Ellie Cain is a mum-of-3, who received support initially from the Yeovil-based midwifery team, before being referred to the perinatal team. She shares her story, and describes how the perinatal mental health team has helped her: “I had my first baby in 2017, after a successful round of IVF. He was five weeks early, breech, and spent a month in the NICU. This was a very traumatic time for my husband and me, which seemed to ignite my anxiety.

“When I naturally fell pregnant with my second baby that same year, I started to struggle even more with anxiety and depression. At the time, the perinatal mental health team wasn’t formed, so a midwife with mental health speciality supported me. In 2019, I naturally fell pregnant again with my third baby, who was due in May 2020.

“In February 2020 I was transferred across to the perinatal mental health team, right at the beginning of the pandemic. My perinatal nurse, Debbie, continued to see me face to face for appointments – an incredibly selfless act on her behalf given the uncertainty around COVID-19 at the time, but something that was vital for me.

“I gave birth in May as planned, and was fine for the first month, but then I started to struggle. With the uncertainty of COVID-19 and further lockdowns, mixed with the anxieties of looking after a newborn and my two other children, I became really depressed. I was admitted to the mother and baby unit in Exeter in October 2020 and stayed there until February 2021. Debbie attended all of my weekly review meetings via Teams – her support meant so much during my time in the unit.

“I continued to have support from Debbie following my discharge from the unit, and I still regularly catch up with her at the monthly mental health swim meets which I now co-host. I wanted to give something back to the service that supported me so much, so as well as co-hosting the swim meets, I also play an active part in Somerset Maternity Voice Partnership and the development of the new maternal mental health service, and I’ve helped to create a virtual tour for the MBU.
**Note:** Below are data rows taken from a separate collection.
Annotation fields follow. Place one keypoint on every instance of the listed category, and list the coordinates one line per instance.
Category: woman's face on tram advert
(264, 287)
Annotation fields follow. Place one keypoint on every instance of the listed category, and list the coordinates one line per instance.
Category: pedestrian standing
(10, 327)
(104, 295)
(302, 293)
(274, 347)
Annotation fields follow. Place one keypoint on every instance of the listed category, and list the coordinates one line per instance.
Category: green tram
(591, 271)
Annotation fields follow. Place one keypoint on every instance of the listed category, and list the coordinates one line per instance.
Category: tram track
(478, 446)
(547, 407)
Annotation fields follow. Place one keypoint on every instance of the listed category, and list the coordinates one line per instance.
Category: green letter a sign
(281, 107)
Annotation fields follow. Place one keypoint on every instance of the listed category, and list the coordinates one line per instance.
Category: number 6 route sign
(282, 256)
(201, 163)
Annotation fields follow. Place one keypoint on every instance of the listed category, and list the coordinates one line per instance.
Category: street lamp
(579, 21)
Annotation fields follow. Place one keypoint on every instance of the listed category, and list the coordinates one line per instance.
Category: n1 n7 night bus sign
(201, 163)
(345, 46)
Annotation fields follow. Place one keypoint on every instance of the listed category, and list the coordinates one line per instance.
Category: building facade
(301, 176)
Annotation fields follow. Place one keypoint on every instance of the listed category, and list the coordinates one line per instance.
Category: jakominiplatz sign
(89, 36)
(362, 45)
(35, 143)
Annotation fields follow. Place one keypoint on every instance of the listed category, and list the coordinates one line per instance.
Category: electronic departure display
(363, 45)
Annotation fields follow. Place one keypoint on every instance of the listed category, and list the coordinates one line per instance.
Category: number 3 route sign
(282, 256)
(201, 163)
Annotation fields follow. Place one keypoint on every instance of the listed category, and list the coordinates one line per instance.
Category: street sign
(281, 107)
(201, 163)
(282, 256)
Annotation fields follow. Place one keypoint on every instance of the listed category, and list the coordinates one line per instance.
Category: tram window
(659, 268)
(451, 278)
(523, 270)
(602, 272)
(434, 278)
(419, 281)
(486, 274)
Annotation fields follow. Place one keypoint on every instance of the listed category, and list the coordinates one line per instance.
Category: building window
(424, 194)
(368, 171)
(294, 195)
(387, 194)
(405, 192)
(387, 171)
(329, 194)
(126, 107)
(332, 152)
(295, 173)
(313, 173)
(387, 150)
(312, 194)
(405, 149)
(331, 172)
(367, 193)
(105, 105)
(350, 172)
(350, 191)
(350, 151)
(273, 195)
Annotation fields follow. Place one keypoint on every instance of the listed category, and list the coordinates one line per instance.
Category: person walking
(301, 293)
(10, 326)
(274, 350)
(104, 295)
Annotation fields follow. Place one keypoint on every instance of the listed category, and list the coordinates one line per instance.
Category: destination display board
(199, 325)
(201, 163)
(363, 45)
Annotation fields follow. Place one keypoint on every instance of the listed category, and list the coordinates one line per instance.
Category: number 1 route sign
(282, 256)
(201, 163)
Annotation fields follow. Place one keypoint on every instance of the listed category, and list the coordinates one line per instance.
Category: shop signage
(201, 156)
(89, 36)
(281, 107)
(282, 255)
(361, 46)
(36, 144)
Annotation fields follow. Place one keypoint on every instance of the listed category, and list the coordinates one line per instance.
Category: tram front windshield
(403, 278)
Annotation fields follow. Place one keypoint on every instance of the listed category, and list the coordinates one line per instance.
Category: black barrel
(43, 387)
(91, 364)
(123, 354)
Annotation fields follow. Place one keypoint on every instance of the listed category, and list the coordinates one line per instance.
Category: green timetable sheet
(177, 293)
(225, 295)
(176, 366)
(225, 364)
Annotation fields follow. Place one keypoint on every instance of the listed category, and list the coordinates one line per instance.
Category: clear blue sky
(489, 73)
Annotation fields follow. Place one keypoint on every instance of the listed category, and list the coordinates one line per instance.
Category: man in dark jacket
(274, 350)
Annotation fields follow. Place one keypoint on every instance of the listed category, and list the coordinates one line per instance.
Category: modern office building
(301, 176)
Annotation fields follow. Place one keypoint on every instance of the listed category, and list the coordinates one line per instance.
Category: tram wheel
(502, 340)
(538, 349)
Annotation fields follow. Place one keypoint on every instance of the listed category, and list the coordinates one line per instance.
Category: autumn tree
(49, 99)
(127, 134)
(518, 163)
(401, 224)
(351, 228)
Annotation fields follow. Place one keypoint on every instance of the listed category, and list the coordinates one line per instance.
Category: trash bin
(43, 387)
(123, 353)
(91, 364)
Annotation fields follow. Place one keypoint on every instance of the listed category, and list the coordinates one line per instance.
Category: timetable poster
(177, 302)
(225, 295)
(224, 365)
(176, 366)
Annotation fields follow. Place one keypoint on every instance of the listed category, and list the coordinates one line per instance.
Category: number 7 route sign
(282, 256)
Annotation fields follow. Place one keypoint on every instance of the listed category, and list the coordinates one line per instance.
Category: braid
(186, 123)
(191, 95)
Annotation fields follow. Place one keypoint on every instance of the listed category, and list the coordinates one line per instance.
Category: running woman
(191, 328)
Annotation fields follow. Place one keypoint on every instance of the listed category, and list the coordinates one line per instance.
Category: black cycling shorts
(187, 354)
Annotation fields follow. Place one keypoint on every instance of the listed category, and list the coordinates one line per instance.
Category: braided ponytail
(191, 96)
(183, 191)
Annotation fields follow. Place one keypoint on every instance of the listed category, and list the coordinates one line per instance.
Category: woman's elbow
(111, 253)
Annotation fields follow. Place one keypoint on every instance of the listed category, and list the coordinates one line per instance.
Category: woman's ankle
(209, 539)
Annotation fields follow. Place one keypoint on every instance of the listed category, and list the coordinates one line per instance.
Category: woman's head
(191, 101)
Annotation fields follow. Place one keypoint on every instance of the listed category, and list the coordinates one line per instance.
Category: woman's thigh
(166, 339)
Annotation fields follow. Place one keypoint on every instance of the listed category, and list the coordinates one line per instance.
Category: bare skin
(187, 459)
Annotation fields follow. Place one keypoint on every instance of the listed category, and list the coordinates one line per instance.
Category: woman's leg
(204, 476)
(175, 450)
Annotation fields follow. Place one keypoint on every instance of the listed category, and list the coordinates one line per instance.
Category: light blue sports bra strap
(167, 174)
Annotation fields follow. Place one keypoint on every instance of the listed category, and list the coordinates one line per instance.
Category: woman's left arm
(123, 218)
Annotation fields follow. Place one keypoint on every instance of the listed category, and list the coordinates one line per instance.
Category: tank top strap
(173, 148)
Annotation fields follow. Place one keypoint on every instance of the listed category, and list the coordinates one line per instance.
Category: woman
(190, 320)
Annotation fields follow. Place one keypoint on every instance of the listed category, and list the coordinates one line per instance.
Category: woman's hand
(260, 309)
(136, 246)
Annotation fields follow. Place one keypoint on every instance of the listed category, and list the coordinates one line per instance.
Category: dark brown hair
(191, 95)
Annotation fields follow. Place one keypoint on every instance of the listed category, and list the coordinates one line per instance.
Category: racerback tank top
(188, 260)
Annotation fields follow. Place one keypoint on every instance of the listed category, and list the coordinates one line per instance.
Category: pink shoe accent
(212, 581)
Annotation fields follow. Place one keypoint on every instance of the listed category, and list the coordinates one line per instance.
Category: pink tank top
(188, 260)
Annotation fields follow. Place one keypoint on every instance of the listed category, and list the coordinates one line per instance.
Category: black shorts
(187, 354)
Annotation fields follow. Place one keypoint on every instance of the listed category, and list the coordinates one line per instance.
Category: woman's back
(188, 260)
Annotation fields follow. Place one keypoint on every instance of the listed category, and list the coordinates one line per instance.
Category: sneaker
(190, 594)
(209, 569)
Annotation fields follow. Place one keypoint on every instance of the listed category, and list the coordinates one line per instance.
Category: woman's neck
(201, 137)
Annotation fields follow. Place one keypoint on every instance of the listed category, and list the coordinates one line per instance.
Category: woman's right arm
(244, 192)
“I am in awe of the professionals I’ve met through the maternity teams, the perinatal mental health team and the MBU. They bring families back together and help so many people through some really tough times.

“For me, having someone to talk to about the things I’m struggling with is key to my recovery. A lot of women are so ashamed of mental health issues around motherhood, but the more we realise that we are not alone in our thoughts, the easier it becomes to talk about them and start our journey of recovery.”